Beatles fans marking the 30th anniversary of John Lennon’s assassination today recalled when Beatlemania gripped Wimbledon.

The Beatles played an exclusive afternoon gig at the old Wimbledon Palais for the Beatles’ Southern Area Fan Club on Saturday December 14, 1963.

Names were drawn at random for the right to buy tickets and Judy Brickell, then 14, braved the hysterical 3,000-strong crowd alone.

“It was a bit daunting but the excitement was incredible,” she said. “It was packed, absolutely packed solid and I was standing in the crush.”
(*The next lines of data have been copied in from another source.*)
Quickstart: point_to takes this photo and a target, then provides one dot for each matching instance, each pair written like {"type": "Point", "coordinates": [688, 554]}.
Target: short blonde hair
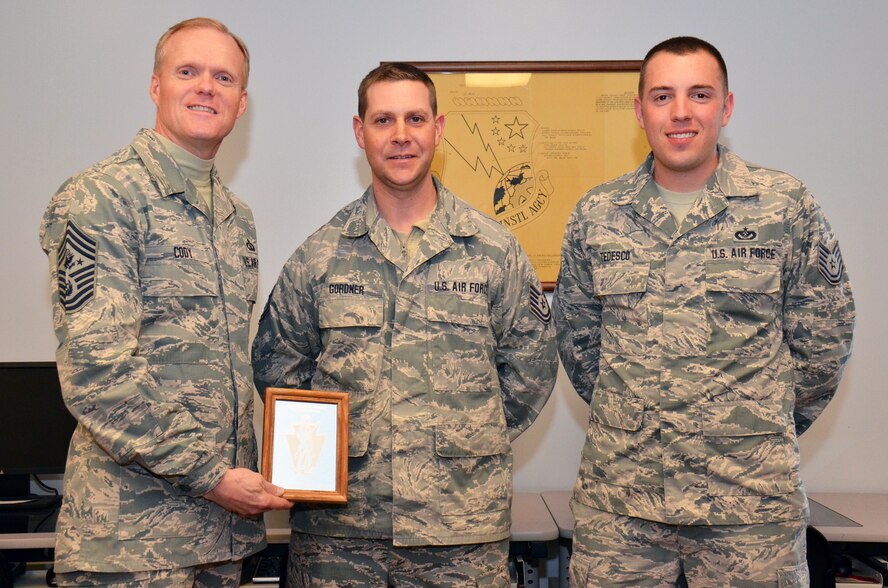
{"type": "Point", "coordinates": [201, 23]}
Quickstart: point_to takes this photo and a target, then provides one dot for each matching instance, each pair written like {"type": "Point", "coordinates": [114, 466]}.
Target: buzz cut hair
{"type": "Point", "coordinates": [395, 72]}
{"type": "Point", "coordinates": [683, 46]}
{"type": "Point", "coordinates": [201, 23]}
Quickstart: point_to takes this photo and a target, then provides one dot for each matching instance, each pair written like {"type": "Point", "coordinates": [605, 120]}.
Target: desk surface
{"type": "Point", "coordinates": [834, 515]}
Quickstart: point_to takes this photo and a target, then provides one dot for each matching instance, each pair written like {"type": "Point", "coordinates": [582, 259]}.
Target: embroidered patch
{"type": "Point", "coordinates": [539, 306]}
{"type": "Point", "coordinates": [830, 263]}
{"type": "Point", "coordinates": [76, 268]}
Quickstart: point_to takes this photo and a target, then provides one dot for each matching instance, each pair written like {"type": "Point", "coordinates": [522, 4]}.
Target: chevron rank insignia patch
{"type": "Point", "coordinates": [539, 306]}
{"type": "Point", "coordinates": [76, 268]}
{"type": "Point", "coordinates": [830, 264]}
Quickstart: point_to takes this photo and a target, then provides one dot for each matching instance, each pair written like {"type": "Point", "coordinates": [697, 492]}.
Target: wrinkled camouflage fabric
{"type": "Point", "coordinates": [446, 357]}
{"type": "Point", "coordinates": [702, 349]}
{"type": "Point", "coordinates": [153, 364]}
{"type": "Point", "coordinates": [331, 562]}
{"type": "Point", "coordinates": [224, 575]}
{"type": "Point", "coordinates": [615, 550]}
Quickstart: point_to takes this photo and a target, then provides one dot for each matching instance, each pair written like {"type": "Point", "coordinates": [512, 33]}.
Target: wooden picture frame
{"type": "Point", "coordinates": [525, 140]}
{"type": "Point", "coordinates": [305, 444]}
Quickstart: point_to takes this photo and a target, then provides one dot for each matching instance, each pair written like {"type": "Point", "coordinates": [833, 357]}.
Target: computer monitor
{"type": "Point", "coordinates": [35, 424]}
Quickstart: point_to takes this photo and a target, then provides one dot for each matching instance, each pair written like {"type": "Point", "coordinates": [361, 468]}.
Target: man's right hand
{"type": "Point", "coordinates": [247, 493]}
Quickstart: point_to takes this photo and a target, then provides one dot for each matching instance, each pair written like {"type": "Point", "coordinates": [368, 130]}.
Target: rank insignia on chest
{"type": "Point", "coordinates": [76, 268]}
{"type": "Point", "coordinates": [830, 263]}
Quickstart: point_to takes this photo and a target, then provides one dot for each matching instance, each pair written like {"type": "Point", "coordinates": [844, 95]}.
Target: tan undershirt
{"type": "Point", "coordinates": [194, 168]}
{"type": "Point", "coordinates": [679, 203]}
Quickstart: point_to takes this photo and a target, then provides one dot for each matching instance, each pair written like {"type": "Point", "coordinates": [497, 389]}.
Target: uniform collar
{"type": "Point", "coordinates": [170, 180]}
{"type": "Point", "coordinates": [451, 218]}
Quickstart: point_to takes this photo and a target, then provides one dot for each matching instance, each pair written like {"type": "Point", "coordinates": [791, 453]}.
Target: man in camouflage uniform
{"type": "Point", "coordinates": [430, 316]}
{"type": "Point", "coordinates": [156, 270]}
{"type": "Point", "coordinates": [704, 312]}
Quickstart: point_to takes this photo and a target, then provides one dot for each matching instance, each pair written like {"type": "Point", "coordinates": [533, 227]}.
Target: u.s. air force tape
{"type": "Point", "coordinates": [539, 306]}
{"type": "Point", "coordinates": [76, 268]}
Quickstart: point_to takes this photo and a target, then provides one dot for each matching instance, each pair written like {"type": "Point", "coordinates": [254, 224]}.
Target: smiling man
{"type": "Point", "coordinates": [430, 316]}
{"type": "Point", "coordinates": [704, 312]}
{"type": "Point", "coordinates": [153, 263]}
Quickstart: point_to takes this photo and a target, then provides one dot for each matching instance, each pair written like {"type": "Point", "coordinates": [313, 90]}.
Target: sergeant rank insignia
{"type": "Point", "coordinates": [538, 306]}
{"type": "Point", "coordinates": [76, 268]}
{"type": "Point", "coordinates": [830, 263]}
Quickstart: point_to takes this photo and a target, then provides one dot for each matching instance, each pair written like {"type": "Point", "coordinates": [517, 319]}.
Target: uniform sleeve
{"type": "Point", "coordinates": [288, 342]}
{"type": "Point", "coordinates": [526, 359]}
{"type": "Point", "coordinates": [577, 312]}
{"type": "Point", "coordinates": [818, 311]}
{"type": "Point", "coordinates": [90, 235]}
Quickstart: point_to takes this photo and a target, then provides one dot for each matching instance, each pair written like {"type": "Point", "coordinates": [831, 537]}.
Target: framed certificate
{"type": "Point", "coordinates": [525, 140]}
{"type": "Point", "coordinates": [305, 444]}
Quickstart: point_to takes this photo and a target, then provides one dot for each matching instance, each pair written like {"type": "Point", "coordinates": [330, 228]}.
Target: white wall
{"type": "Point", "coordinates": [810, 84]}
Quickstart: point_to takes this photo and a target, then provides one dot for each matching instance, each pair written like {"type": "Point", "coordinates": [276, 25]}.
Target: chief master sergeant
{"type": "Point", "coordinates": [430, 316]}
{"type": "Point", "coordinates": [704, 312]}
{"type": "Point", "coordinates": [154, 267]}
Michael Mohan, then 13, said he remembers the band could hardly be heard above the screaming fans but smash-hit “Twist and shout” was a highlight.

“But what they sang didn’t matter to us, it was just being there.” he said.

“I was lucky to be up the front, so I was very close. You couldn’t move at all, you just had to go with the crowd. Health and safety? No way!”

Expecting feverish crowds and fearing damage to their stage, the Palais’ management had taken the unusual step of erecting a steel cage surround.

This lead Lennon to famously quip: “If they press any harder they’ll come through as chips.”

After the gig the Fab Four took up seats behind the Palais’ bar while fans filed by for handshakes and autographs.

“You were just pushed through really, and just shook their hand and said ‘love you’ and moved on,” said Mrs Brickell.

“I remember I liked John and George the best but as soon as I saw Paul McCartney close up, I couldn’t let go of his hand. I had to be pulled away!”

Months later, in February 1964, the Beatles arrived in America where their status as the world’s biggest band was confirmed.

The band split in 1970 and December 8, 1980 founding-Beatle Lennon was shot five times by deranged fan Mark Chapman outside his New York apartment.

The news of Lennon’s death was reverberating around the world when Mr Mohan switched on the radio that day.

He said: “My wife was heavily pregnant with our youngest daughter, and she cried and cried.

“We’ll never forget that feeling, it was dreadful. His album Double Fantasy was just out, and some of those songs now mean so much to us.”

The Wimbledon Palais is no longer there but used to stand on the corner of Merton High Street and Mill Road.

However, remembering that day in Wimbledon, Mr Mohan said: “I don’t think I realised at the time how significant The Beatles would be to my life, and of course to others, but it was so exciting being part of it.”